Un siècle d’histoire américain
Car avec Châtiment, Percival Everett continue – son œuvre compte une bonne trentaine de romans et de recueils de poésie – de déterrer les fantômes de l’Amérique. L’auteur, qui adore changer de genre littéraire pour mieux en détourner les codes, s’attaque ici au roman policier, genre qui lui permet de mettre en lumière un racisme présent dans toutes les couches de la société, des agents fédéraux qui mènent l’enquête aux victimes noires retrouvées sur la scène de crime et qui, même mortes, font des coupables idéales. Mais elle lui sert aussi à retourner les stéréotypes qui ont gangréné la fiction américaine et qu’il fait voler en éclats. Ce sont ici non pas les personnages noirs mais les habitants blancs du Mississippi qui sont décrits par des successions de clichés, de leur façon de se vêtir à celle dont ils s’expriment. Ces retournements permanents de situation – par lesquels les Blancs se pensent victimes de l’Histoire… – représentent pour Everett une manière de revenir, avec cet humour noir grinçant qui le caractérise, sur un siècle d’histoire américaine.

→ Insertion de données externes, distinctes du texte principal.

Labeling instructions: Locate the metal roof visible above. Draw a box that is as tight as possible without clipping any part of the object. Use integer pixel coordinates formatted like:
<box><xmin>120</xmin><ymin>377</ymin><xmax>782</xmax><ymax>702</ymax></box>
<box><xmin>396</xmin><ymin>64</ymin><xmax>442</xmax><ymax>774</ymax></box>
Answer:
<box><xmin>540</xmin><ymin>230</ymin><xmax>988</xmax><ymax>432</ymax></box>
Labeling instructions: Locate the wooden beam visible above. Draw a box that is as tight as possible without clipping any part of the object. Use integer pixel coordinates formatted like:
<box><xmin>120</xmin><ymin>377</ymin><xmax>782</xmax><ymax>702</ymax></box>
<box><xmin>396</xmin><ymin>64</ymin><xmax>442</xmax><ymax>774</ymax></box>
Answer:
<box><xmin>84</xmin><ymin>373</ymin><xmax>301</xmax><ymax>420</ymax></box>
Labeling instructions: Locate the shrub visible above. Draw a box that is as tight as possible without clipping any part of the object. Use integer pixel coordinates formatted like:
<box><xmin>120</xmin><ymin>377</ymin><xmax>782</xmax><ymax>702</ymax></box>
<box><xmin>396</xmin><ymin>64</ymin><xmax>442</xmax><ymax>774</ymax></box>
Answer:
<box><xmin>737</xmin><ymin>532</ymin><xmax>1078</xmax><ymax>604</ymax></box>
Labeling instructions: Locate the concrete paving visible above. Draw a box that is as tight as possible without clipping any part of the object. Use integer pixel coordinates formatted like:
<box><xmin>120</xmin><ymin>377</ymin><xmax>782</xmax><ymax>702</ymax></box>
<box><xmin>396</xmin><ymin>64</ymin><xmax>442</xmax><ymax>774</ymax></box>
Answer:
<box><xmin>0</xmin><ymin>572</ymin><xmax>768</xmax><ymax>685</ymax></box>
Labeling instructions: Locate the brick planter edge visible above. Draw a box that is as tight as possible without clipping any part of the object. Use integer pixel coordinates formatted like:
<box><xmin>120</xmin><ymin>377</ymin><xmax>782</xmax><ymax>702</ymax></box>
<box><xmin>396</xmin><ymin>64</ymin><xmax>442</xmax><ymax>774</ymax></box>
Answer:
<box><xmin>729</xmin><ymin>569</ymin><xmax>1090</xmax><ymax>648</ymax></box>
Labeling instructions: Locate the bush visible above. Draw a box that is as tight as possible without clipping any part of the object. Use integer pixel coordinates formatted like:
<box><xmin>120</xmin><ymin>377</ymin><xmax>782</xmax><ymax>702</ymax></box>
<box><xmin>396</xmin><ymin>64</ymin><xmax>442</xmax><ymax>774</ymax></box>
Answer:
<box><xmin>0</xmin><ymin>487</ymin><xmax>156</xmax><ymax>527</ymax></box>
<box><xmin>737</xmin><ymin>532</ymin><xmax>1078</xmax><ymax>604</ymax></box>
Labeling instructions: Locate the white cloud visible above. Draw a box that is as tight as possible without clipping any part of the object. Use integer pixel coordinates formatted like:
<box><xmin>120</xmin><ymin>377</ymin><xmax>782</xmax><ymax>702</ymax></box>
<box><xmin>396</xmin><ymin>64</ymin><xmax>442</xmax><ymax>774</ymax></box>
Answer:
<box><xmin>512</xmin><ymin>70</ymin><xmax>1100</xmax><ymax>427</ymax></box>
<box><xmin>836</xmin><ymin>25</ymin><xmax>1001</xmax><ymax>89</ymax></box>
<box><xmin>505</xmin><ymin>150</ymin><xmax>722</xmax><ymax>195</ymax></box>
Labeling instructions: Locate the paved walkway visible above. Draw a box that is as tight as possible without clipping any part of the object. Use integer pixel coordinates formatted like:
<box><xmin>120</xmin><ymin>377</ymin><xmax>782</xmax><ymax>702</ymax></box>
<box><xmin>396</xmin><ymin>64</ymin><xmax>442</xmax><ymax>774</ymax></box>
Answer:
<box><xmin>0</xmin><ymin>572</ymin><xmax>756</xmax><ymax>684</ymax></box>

Sur les lynchages (qui comptent, précise-t-il, les violences policières), sur l’élection de Trump, sur le Ku Klux Klan et l’alt-right, mais aussi sur la force et la puissance du mouvement Black Lives Matter. À neuf mois de la prochaine élection américaine, les questions complexes que pose ce roman sur le besoin de réparation et la vengeance n’ont jamais été autant d’actualité.
Châtiment de Percival Everett (Actes Sud), traduction de l’anglais (Etats-Unis) par Anne-Laure Tissut, 368 pages, 22.50 euros. En librairie.